If this all feels so familiar, that’s because it’s very reminiscent of the Confidant system in Persona 5, even including a Gift giving mechanic to increase your Bond Level with characters aside from spending time with them. These are, however, all fixed events with just one ending and no dialogue options.
Scarlet Nexus actually makes gift giving a fun event in itself, as you can expect characters to display the gifts you give and even occasionally use them if it’s something they especially like. The fact that characters don’t stay still during idle time and will often change activities is another neat quirk to make teammates feel like real people.
It was quite disappointing then to find out that despite the implied romantic links, there was no actual option to pursue that, which would have made for great replayability.
In another time, another place
With two protagonists to choose from, you’ll be definitely compelled to play Scarlet Nexus more than once. Whether you’ll want to though will depend on how much you can tolerate repetition.
During your playthrough, some events you experience as Yuito will not happen when you play as Kasane, and vice versa. Despite the stark difference in playstyles, a lot of the environments that you will tread and enemies you will face will fall on very familiar territory.
Echoing my sentiments earlier, as fun as the combat was, it will eventually feel like a chore. Not only are certain environments revisited, but some levels feel so excessively big that your routine gets relegated to running, killing, running, killing, repeat 3 times.
Thankfully, save points are evenly placed, have shops next to them, and restore health. Since you’re constantly grinding for resources, it’s especially convenient that you can fast travel in and out of environments as long as you aren’t in combat.
What we liked:
- Characters that are more than just a name and a face
- Fantastic visuals and bizarre monster designs
- Fast-paced and engaging combat system
What we didn’t like:
- Generic JRPG/Anime story
- Lack of choice during Bond Episodes
- Excessively large endgame stages
- Forgettable Soundtrack
With a predictable and generic storyline by JRPG/anime standards, Scarlet Nexus straddles that fine line between our full recommendation and a “wait”.
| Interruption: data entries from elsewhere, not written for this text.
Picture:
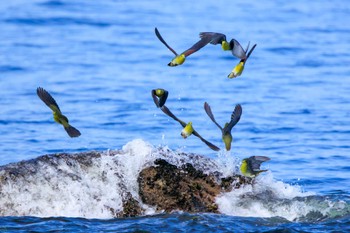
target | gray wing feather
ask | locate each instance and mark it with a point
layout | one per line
(211, 115)
(46, 97)
(237, 49)
(211, 146)
(235, 117)
(215, 38)
(169, 113)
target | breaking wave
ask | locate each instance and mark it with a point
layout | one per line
(94, 185)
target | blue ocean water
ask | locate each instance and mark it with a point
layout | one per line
(100, 60)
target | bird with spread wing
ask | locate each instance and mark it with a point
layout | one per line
(180, 58)
(188, 129)
(226, 131)
(57, 114)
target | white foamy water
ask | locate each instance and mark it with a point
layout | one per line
(94, 185)
(267, 197)
(67, 187)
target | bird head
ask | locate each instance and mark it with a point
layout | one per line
(237, 70)
(159, 92)
(178, 60)
(225, 45)
(187, 130)
(244, 167)
(227, 138)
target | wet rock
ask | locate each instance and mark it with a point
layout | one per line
(185, 188)
(131, 208)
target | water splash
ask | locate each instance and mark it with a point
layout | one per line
(94, 185)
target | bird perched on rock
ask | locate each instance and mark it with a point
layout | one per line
(250, 167)
(234, 46)
(226, 131)
(159, 96)
(180, 58)
(188, 129)
(57, 115)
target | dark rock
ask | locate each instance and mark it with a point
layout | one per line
(131, 207)
(170, 188)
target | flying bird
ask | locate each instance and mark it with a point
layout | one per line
(159, 96)
(57, 115)
(188, 129)
(180, 58)
(226, 131)
(234, 46)
(238, 69)
(250, 167)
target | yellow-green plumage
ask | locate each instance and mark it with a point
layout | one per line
(187, 130)
(225, 45)
(159, 92)
(178, 60)
(159, 96)
(250, 167)
(226, 131)
(227, 139)
(237, 70)
(57, 115)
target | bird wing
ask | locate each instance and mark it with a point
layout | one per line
(159, 101)
(169, 113)
(211, 146)
(237, 49)
(163, 41)
(48, 99)
(256, 161)
(215, 38)
(163, 98)
(250, 52)
(235, 117)
(197, 46)
(211, 115)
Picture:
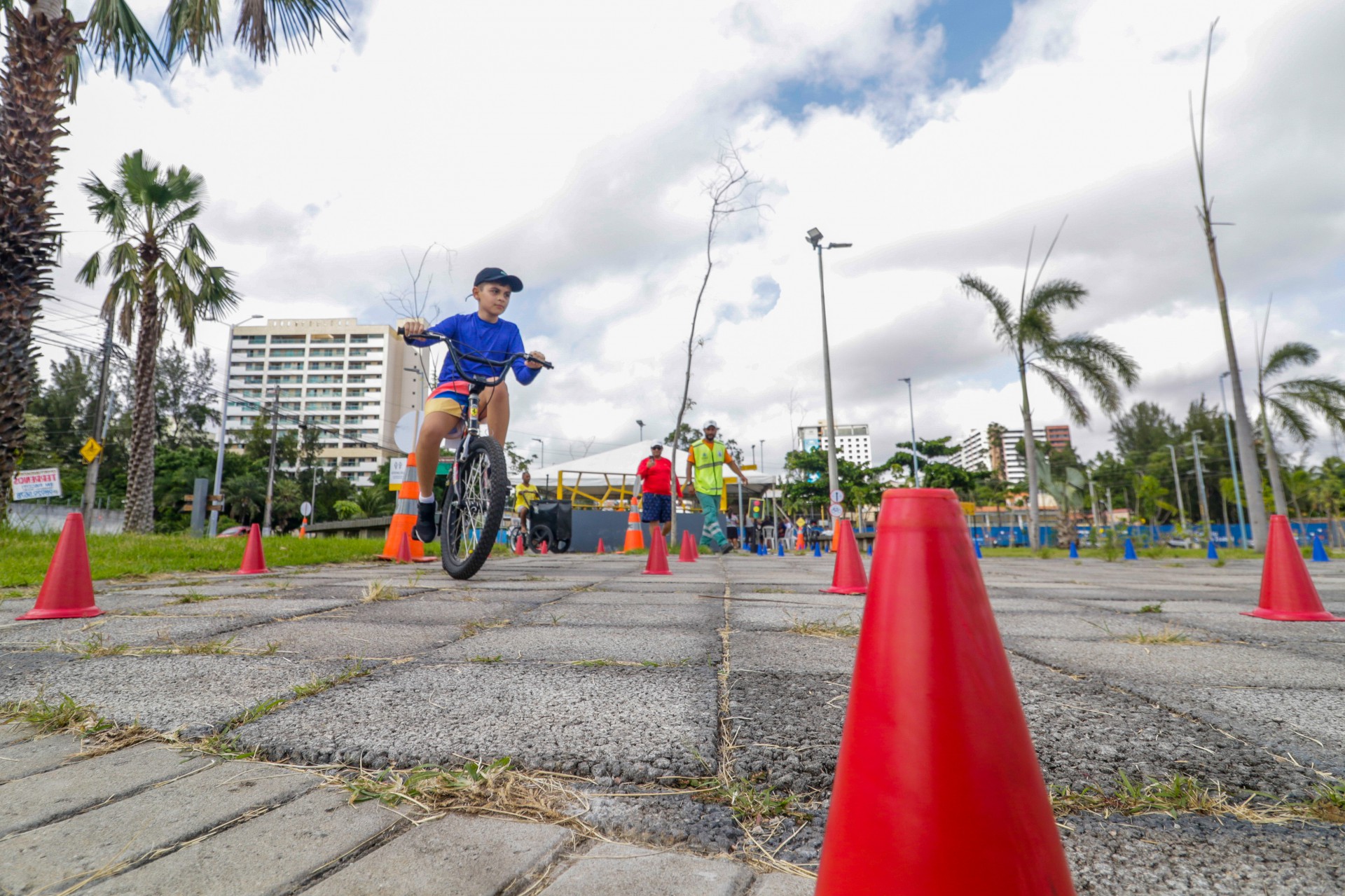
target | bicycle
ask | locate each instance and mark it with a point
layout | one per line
(478, 482)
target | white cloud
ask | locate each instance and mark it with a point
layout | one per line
(568, 143)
Anchored by a fun and engaging combat system, Scarlet Nexus puts the emphasis on action, which offers stylish combos and flashy visual effects. Features like SAS and the Bond Episodes show the willingness of Bandai Namco to expand their repertoire, and is put to great effect here.
Sadly, repetitiveness bogs Scarlet Nexus down, especially towards the end. With a less than compelling storyline to go through, battles will tend to feel routine, and this is further weighed down by some bits of uninspired level design and excessively large areas that takes you around in circles.
Nonetheless, Scarlet Nexus is a step in the right direction for Bandai Namco, proving they can go beyond being just “that anime studio”. If you don’t mind a familiar story beat, lots of grinding, and some great character design that could introduce you to your next waifu or husbando, Scarlet Nexus will certainly scratch that itch for you. It’s not groundbreaking, but will certainly be a fun 20-40 hour romp for the right audience.
*Scarlet Nexus was reviewed on a PlayStation 4 / PlayStation 5 via a review code provided by the publisher, and is now available at the Bandai Namco Entertainment Asia store.